Usually, the 401K money is automatically deducted from your paycheck by the company's payroll system in much the same way your taxes are withheld.

In its basic configuration, a 401K account is similar to a standard IRA, but in many employers' plans, there is a matching contribution from the employer which provides the real power to the plan. Beware. Many companies invest the 401K plan money heavily in their own company stock. If the company has an unusually bad financial problem, you might find this money in jeopardy as well as your job. The best 401K plans allow you to control the investment vehicles for your money.

Typically, at the time of retirement, a 401K plan is "rolled over" into a standard IRA, from which the retiree then makes withdrawals over time to provide retirement income.

What is a Keogh Retirement Account?

A Keogh retirement account is a tax deferred retirement plan for self employed people. If you are self employed, with a sole proprietorship or a partnership, then this is the plan you may want to consider setting up. Any type of qualified retirement account can be set up to cover self employed individuals. You should also look into 401K plans, and standard and Roth IRAs.

There are advantages and disadvantages to each. One advantage to the Keogh plan is that contributions are deducted from the gross income. Contribution limits are more liberal than those allowed with some other retirement accounts. As with other retirement accounts, tax is deferred until money is withdrawn, usually after retirement. In some cases, lump sum withdrawals may be eligible for 10 year averaging which can provide a tax benefit.

Another IRA type used for self employed sole proprietors is a SEP IRA which has less complex filing administrative paperwork and allows higher contributions.

What is a Roth IRA?

The Roth IRA came into existence in 1998 and is named after the late Senator William V. Roth, Jr. The chief advantage of a Roth IRA is obvious. Although there is no deferral of taxes on the money originally invested in a Roth IRA, as in other IRAs, all income earned by the investments in a Roth account is tax free when it is withdrawn. Another benefit is that you are not required to take distributions beginning at age 70 1/2 as with other accounts, so if you don't need the money to live on, it can continue growing and earning for you tax free. Also, a Roth IRA makes it easier in some cases to take early withdrawals without penalties compared to other retirement accounts.

For many people, the Roth IRA is a wonderful retirement investment account. Some employers offer Roth 401K plans.

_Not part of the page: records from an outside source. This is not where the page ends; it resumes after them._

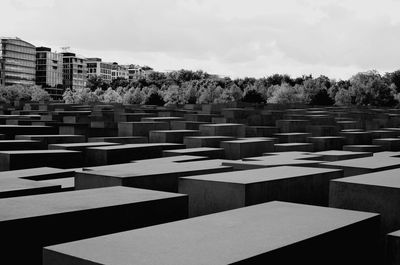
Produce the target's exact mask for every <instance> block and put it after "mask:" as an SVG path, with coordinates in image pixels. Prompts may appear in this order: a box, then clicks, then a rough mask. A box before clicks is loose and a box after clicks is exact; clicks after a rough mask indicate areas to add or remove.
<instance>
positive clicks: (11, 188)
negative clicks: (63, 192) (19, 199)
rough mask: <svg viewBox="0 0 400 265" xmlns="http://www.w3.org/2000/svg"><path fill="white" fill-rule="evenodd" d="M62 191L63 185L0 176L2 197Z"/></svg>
mask: <svg viewBox="0 0 400 265" xmlns="http://www.w3.org/2000/svg"><path fill="white" fill-rule="evenodd" d="M58 191H61V185H58V184H50V183H42V182H39V181H34V180H28V179H21V178H0V198H8V197H17V196H26V195H33V194H42V193H51V192H58Z"/></svg>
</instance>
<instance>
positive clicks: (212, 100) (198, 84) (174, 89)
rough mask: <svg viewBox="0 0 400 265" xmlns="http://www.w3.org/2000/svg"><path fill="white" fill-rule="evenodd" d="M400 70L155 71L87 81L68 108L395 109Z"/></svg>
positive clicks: (73, 91) (75, 96)
mask: <svg viewBox="0 0 400 265" xmlns="http://www.w3.org/2000/svg"><path fill="white" fill-rule="evenodd" d="M399 93H400V70H398V71H394V72H389V73H385V74H384V75H381V74H380V73H378V72H377V71H375V70H372V71H367V72H360V73H357V74H355V75H354V76H352V77H351V78H350V79H348V80H338V81H337V80H334V79H330V78H329V77H327V76H323V75H321V76H319V77H313V76H311V75H303V76H301V77H296V78H292V77H290V76H289V75H285V74H284V75H282V74H274V75H271V76H268V77H264V78H249V77H246V78H237V79H231V78H229V77H218V76H215V75H210V74H208V73H206V72H203V71H190V70H179V71H173V72H169V73H161V72H152V73H150V74H149V75H148V76H147V77H146V78H140V79H137V80H134V81H132V82H129V81H128V80H126V79H122V78H118V79H115V80H113V81H112V82H111V83H107V82H105V81H104V80H102V79H101V78H100V77H92V78H89V79H88V82H87V88H86V89H83V90H79V91H73V90H69V89H68V90H67V91H66V92H65V93H64V100H65V101H66V102H68V103H96V102H105V103H113V102H118V103H124V104H152V105H165V104H209V103H227V102H233V101H243V102H249V103H260V104H263V103H278V104H291V103H301V104H308V105H339V106H349V105H355V106H381V107H393V106H396V105H398V104H399V99H400V94H399Z"/></svg>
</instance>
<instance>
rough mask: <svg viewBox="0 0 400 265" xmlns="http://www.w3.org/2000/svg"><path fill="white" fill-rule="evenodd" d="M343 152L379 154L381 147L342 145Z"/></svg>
mask: <svg viewBox="0 0 400 265" xmlns="http://www.w3.org/2000/svg"><path fill="white" fill-rule="evenodd" d="M343 150H344V151H351V152H371V153H376V152H381V151H383V148H382V146H380V145H344V146H343Z"/></svg>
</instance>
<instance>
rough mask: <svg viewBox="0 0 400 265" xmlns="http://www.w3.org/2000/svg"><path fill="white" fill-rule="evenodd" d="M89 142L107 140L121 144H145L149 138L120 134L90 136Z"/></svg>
mask: <svg viewBox="0 0 400 265" xmlns="http://www.w3.org/2000/svg"><path fill="white" fill-rule="evenodd" d="M88 142H90V143H91V142H107V143H119V144H144V143H148V138H147V137H144V136H119V137H90V138H88Z"/></svg>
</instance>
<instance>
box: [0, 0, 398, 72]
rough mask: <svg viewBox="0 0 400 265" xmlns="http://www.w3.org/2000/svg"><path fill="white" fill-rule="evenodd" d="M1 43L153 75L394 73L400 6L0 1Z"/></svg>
mask: <svg viewBox="0 0 400 265" xmlns="http://www.w3.org/2000/svg"><path fill="white" fill-rule="evenodd" d="M0 10H1V15H0V36H7V37H19V38H21V39H23V40H26V41H28V42H30V43H32V44H34V45H36V46H47V47H50V48H52V49H53V50H56V51H61V47H70V51H71V52H76V53H77V54H80V55H83V56H85V57H100V58H102V59H103V61H107V62H118V63H120V64H131V63H132V64H139V65H149V66H151V67H153V68H154V69H155V70H158V71H168V70H178V69H190V70H204V71H207V72H209V73H212V74H219V75H223V76H230V77H232V78H236V77H246V76H248V77H257V78H259V77H265V76H269V75H272V74H274V73H280V74H289V75H290V76H292V77H297V76H302V75H304V74H307V75H308V74H312V75H313V76H319V75H327V76H329V77H331V78H335V79H347V78H349V77H351V76H352V75H354V74H356V73H357V72H361V71H367V70H372V69H376V70H378V71H379V72H381V73H385V72H388V71H394V70H398V69H400V16H399V15H398V13H399V12H400V0H380V1H376V0H279V1H277V0H140V1H139V0H0Z"/></svg>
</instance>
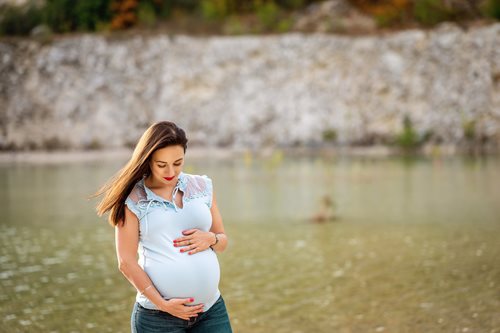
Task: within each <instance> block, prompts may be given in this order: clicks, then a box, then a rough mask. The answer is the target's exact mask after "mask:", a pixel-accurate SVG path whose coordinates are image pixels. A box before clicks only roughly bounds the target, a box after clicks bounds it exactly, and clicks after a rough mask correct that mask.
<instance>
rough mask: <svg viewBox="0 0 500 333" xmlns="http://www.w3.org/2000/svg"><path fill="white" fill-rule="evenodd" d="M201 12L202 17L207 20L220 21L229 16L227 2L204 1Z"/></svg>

There are, however, limitations on who may contribute and under what conditions. Individuals with higher incomes may not be able to use a Roth IRA. Check with your accountant or the IRS for current rules.

You need to plan early and do your homework thoroughly. Review your choices regularly since rules and types of accounts change over time. Don't wait until you are 60 to start planning for your retirement or you'll be sorry.